Citi Infrastructure to buy Itinere in €7.9bn deal

The deal will be the largest yet for the infrastructure heavyweight and its first in the toll road sector after its consortium's $12.8bn bid for the Pennsylvania Turnpike expired in September.

Citi Infrastructure Investors, the infrastructure investment arm of Citi Alternative Investments, has agreed to acquire toll road developer and operator Itinere Infraestructuras from Spanish construction company Sacyr Vallehermoso for €7.9 billion.

Itinere: on the
way to Citi

Subject to antitrust approval, the transaction will be the biggest deal yet for Citi Infrastructure and its first toll road transaction after its $12.8 billion consortium bid for the Pennsylvania Turnpike expired in September.

Citi plans to use Itinere as its platform for the toll road sector, a strategy that is similar to its acquiring a 50 percent stake in airport manager YVR Airport Services as a platform for transactions in the airport sector. 

The €7.9 billion enterprise value for Itinere is comprised of €5 billion of net assumed debt and €2.9 billion for Itinere’s equity, which is 80.2 percent owned by Sacyr and quoted on Spain's SIBE (Sistema de Interconexión Bursátil Español).

The equity purchase will be carried out in a series of steps over the next 18 months.
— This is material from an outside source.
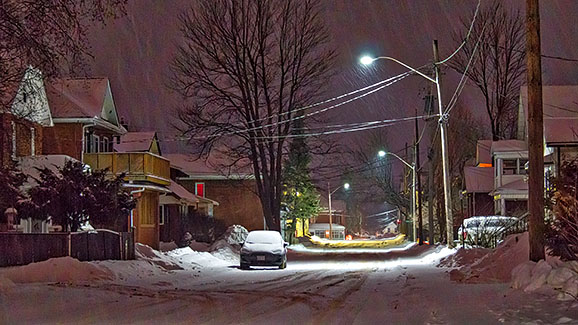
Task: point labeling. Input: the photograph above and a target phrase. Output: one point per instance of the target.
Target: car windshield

First, Citi will launch a formal tender offer for 100 percent of Itinere at €3.96 per share. Sacyr will then tender an initial 31.3 percent of its shares followed by additional 11.6 percent contingent on the sale back to Sacyr of certain concessions in Itinere’s portfolio that Citi does not want because of their location or development phase. Citi also will acquire an additional stake of between 7.2 percent to 9.9 percent from other shareholders and will have the right to purchase Sacyr’s remaining shares of Itinere over the next 18 months.
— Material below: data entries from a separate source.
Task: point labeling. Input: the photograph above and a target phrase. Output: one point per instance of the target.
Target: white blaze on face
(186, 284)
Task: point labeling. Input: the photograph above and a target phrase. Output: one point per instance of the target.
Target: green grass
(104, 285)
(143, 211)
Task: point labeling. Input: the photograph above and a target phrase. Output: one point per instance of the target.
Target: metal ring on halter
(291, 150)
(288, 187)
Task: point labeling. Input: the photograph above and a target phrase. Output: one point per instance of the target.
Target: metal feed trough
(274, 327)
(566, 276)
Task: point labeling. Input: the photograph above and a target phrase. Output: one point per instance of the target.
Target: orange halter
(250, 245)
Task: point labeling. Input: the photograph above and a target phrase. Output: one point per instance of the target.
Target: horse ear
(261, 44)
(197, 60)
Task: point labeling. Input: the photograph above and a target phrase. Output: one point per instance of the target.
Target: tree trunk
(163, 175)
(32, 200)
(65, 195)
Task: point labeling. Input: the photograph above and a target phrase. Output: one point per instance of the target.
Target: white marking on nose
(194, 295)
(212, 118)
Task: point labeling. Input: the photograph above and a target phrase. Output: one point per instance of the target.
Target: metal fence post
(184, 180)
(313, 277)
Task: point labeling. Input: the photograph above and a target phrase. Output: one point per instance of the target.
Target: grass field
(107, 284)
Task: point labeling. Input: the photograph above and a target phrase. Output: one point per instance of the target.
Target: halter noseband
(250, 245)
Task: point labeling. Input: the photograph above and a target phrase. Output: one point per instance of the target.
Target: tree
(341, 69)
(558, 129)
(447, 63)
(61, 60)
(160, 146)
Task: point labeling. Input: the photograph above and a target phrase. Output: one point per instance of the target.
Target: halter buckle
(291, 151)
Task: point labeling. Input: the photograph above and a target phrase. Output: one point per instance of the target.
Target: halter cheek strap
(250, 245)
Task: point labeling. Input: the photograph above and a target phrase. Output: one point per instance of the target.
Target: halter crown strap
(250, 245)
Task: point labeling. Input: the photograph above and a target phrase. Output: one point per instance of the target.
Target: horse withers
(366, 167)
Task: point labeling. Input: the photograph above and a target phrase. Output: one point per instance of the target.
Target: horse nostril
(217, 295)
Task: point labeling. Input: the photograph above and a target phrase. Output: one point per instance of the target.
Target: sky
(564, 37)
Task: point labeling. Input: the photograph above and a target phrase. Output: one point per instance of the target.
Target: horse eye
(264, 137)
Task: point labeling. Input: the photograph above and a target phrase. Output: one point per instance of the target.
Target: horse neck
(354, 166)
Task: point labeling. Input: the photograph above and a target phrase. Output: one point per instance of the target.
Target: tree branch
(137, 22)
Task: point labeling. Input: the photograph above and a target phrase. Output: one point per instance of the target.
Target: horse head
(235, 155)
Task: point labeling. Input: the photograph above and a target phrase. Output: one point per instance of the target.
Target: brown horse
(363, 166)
The deal will reduce Sacyr’s indebtedness from €19.7 billion to €12.5 billion – a key motivation for the sale. The company's shares have tumbled more than 70 percent in the last year over fears that it would be unable to service its debt.

Based in Spain, Itinere has interests in 2,871.8 kilmetres of operational toll roads across Brazil, Chile, Portugal and Spain. It also has interests in 689.2 kilometres of toll roads under construction in Chile, Costa Rica, Ireland, Portugal and Spain.
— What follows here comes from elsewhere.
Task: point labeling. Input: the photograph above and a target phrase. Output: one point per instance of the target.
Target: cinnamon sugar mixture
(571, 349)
Citi is structuring the transaction such that the portfolio of assets under its control will consist entirely of mature toll roads. Toward that end, it has executed additional agreements with toll road operators Abertis Infraestructuras and Atlantia to sell the toll roads that are still under construction or development. 

The transaction was spearheaded by London-based partner Juan Bejar, who, along with New York-based Felicity Gates co-heads Citi Infrastructure Investors. Bejar joined Citi last year from Spanish infrastructure developer Ferrovial.

Since its inception in 2007, Citi has acted in several of the largest infrastructure deals announced this year, including the £5.5 billion (€6.7 billion; $8.5 billion) take-private of Kelda, the owner of Yorkshire Water, its $12.8 billion Pennsylvania Turnpike bid alongside Abertis and other investors and, most recently, its successful $2.5 billion privatisation of Chicago’s Midway Airport.

Citi is currently investing out of its debut fund, which is still in fundraising and will reach a final close between $4 billion and $4.5 billion in the first quarter of 2009, according to a person familiar with the matter.

It will finance the Itinere transaction with both debt and equity, the person said, but would not comment on an exact breakdown.